|
|
|
|
|
by forgotusername
4982 days ago
|
|
> but if you can put in any data you want, you could poison the compression enough to put it into a bad state -- one where effectively nothing compresses properly, and you end up with your own data completely in the clear. This sounds interesting, and completely counter to my understanding of how compression works.. I thought CRIME's innovation was to exploit compression ratios as a proxy for cleartext. Poking a compressor into emitting probabilistically assigned bit-aligned symbols that happen to correspond to its input seems unlikely. |
|
With careful control over the data, you could make it so no dictionary lookup would ever succeed. This would mean no strings would ever be eliminated through backreferences.
Most also have a minimum match length, making your life a bit easier here. Most also are outputting encoded streams that basically a little decompression VM (IE literal, 0, backreference, 255 bytes ago, size 30).
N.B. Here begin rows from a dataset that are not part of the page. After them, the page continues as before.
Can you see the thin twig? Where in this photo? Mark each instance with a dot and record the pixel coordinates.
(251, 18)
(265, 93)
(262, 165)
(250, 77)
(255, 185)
Because of this, they will not eliminate duplicates where the match is too small (only 2 bytes).
This will get you past the duplicate elimination phase, but not the huffman phase.
Getting past the huffman phase is harder. To get it to output a stored block, you have to convince it the raw literal length of the block will end up less than the length of the block as encoded.
For zlib, we have opt_len = (sizeof (compressed data in bits) + sizeof (huffman tree in bits ) + 3 + 7) / 8
if (stored_len+4 <= opt_lenb) use stored block
So you do have some chance to beat it by messing with the probability distributions, and do get a little leeway.
On the plus side, you only need to mess with the probability for a single zlib block, not the whole shebang.